In particolare, parrebbe che l’articolo 32 della Costituzione reciti che «nessuno può essere obbligato a un determinato trattamento sanitario se non per disposizione di legge». Se ricordo bene poi, l’art.1 dice che «l’Italia è una Repubblica democratica, fondata sul lavoro», così come l’art.3 sancisce che tutti i cittadini rispettosi della legge (ad oggi non esiste alcun obbligo vaccinale!) siano «eguali [e che] è compito della Repubblica rimuovere gli ostacoli di ordine economico e sociale, che, limitando di fatto la libertà e l’eguaglianza dei cittadini, impediscono il pieno sviluppo della persona umana e l’effettiva partecipazione di tutti i lavoratori all’organizzazione politica, economica e sociale del Paese». Poi, se non sbaglio c’era pure l’art.4 che recitava che «la Repubblica riconosce a tutti i cittadini il diritto al lavoro e promuove le condizioni che rendano effettivo questo diritto» e qualcuno mi pare una volta mi parlò di un art.36 che stabiliva come «il lavoratore ha diritto ad una retribuzione (…) in ogni caso sufficiente ad assicurare a sé e alla famiglia un’esistenza libera e dignitosa».

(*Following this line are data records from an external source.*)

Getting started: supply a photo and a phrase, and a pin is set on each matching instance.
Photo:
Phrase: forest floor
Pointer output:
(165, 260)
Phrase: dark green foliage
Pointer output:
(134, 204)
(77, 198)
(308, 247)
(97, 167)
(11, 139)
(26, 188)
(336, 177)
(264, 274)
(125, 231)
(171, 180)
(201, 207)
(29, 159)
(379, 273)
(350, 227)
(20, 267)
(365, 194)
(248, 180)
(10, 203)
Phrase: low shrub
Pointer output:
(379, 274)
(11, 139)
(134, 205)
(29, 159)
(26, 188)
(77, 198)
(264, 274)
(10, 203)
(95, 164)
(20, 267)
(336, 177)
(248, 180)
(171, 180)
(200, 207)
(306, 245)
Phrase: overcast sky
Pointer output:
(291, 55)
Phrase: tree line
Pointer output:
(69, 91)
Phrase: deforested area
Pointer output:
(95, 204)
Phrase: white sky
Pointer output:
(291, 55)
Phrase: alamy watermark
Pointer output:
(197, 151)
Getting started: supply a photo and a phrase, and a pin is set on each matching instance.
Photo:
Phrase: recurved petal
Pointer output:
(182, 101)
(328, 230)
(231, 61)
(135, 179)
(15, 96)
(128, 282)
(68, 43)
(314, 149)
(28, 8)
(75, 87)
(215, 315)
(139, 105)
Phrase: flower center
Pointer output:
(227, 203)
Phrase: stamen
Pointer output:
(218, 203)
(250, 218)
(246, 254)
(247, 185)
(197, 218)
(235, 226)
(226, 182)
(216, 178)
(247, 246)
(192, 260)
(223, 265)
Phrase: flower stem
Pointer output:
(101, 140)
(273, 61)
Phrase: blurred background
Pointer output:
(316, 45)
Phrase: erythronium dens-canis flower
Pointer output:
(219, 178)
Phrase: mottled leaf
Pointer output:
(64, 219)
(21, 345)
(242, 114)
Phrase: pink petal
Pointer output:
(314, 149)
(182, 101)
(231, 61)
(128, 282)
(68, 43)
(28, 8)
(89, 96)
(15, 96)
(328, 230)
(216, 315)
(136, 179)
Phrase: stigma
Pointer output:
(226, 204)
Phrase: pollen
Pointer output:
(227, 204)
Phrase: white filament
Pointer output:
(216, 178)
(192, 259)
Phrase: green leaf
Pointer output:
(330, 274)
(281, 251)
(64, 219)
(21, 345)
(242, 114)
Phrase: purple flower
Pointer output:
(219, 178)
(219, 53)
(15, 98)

Questo governo si presenta come quello dei responsabili, dei migliori, del Presidente, emergenziale: resto convinto che la vera emergenza sia proprio l’esistenza stessa di questo esecutivo. Assistiamo alla sospensione di fatto di importanti prerogative democratiche e costituzionali e ciò che più inquieta è la pressoché totale assenza di opposizione e di critiche.